I told him about the years of locking the bathroom door and turning on the shower so he couldn’t hear the sounds of vomiting. I couldn’t risk him asking me what was wrong. I told him I was scared that if he found out who I really was he wouldn’t be able to look at me the same. Love me the same.

He put his arms around me. Shocked and heartbroken that the woman he shared his life with had this secret, this pain, he held me for a long time as I cried into his shoulder.

Telling him changed things. Without the secret, I was able to release the shame and stop one element of the disorder: the purging. I didn’t reach out to any organisation or read any books. The fear that my throat pain might be because of the binging, and releasing the truth to my husband were enough to push me to stop. I never did it again.

The binging ― the high – however, was still part of my life, albeit diminished. I found ways to avoid the yearnings by keeping busy. With the purging part gone, it released me from the “easy out” I had used every time the urge came up. I went back to work at a job I loved, went on long walks with friends and kept my life filled with the plethora of mom duties. I started living my life without bulimia’s constant stranglehold.

Then the pandemic hit. And like millions of people, it threw me into a dark and difficult place.

My husband and I gave the kids their own rooms to do online school. The only other office-like area went to my husband, who needed space to Zoom with this work team. I was left with the kitchen table.
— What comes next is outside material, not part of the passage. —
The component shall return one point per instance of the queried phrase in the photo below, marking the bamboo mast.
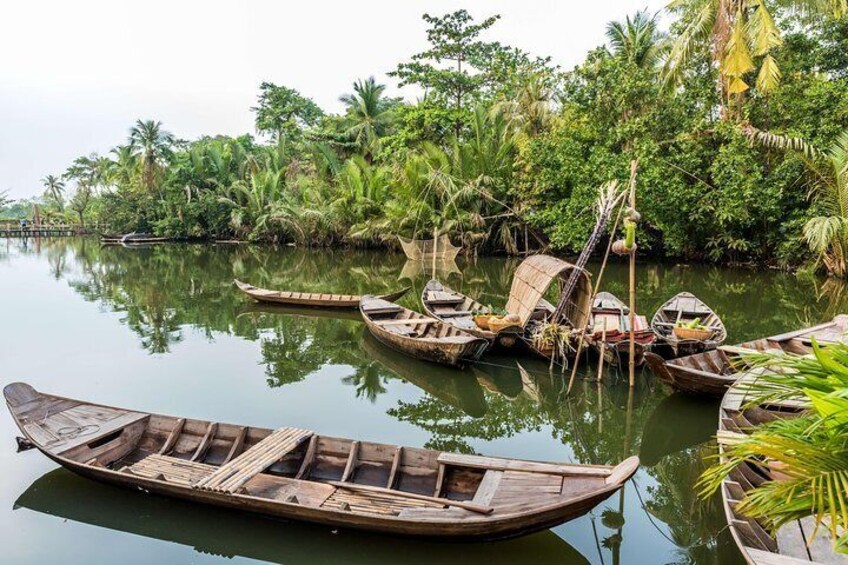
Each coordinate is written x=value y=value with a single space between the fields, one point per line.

I had lost the job I loved, regular daily activities of running errands and going to appointments, and friends I could spend time with who had helped me live a healthier life. I was left sitting in the kitchen with my laptop and countless idle hours of worry and anxiety. It was like being an alcoholic who lives in a bar.

So I ate and ate. And I gained a lot of weight. But it wasn’t the weight that crushed my self-esteem and mental health. It was the act of giving into this old friend — who I didn’t trust anymore, who I understood didn’t mean me well — day after day that wore away my confidence.

After two years, as the pandemic eased, I emerged along with everyone else — but I was much heavier and scared about the steps forward.

Eating disorders are unusually complex because we can’t give up food completely like with other addictive substances. And there’s such intense shame that comes with not being able to control your eating. So, we don’t like to talk about it, we don’t make big box-office movies about it and we certainly don’t have the same sympathy for it.

I’ve found I can only move forward when I stop struggling in silence and let go of the shame.

So as I did with the purging, I started being honest with myself and others close to me. One night, over dinner, I explained to my husband and teenage boys that the difficulties they’d seen me have with losing weight was not about the food itself — that’s why the dozens of weight loss programs I’d tried had failed. Rather it was about my relationship with food, my addiction and my binge eating disorder.

Once I verbalised this truth and accepted it, I was able to put down my guard and release the pain of it. A few days later, for the first time in my life I joined a binge eating disorder group and am now learning tools from counsellors that specialise in this disorder.

I don’t know how long the journey forward will be, but I do know that in order to get better, I first need to forgive myself and be honest about the fact that I can’t get better on my own. That’s the only way forward.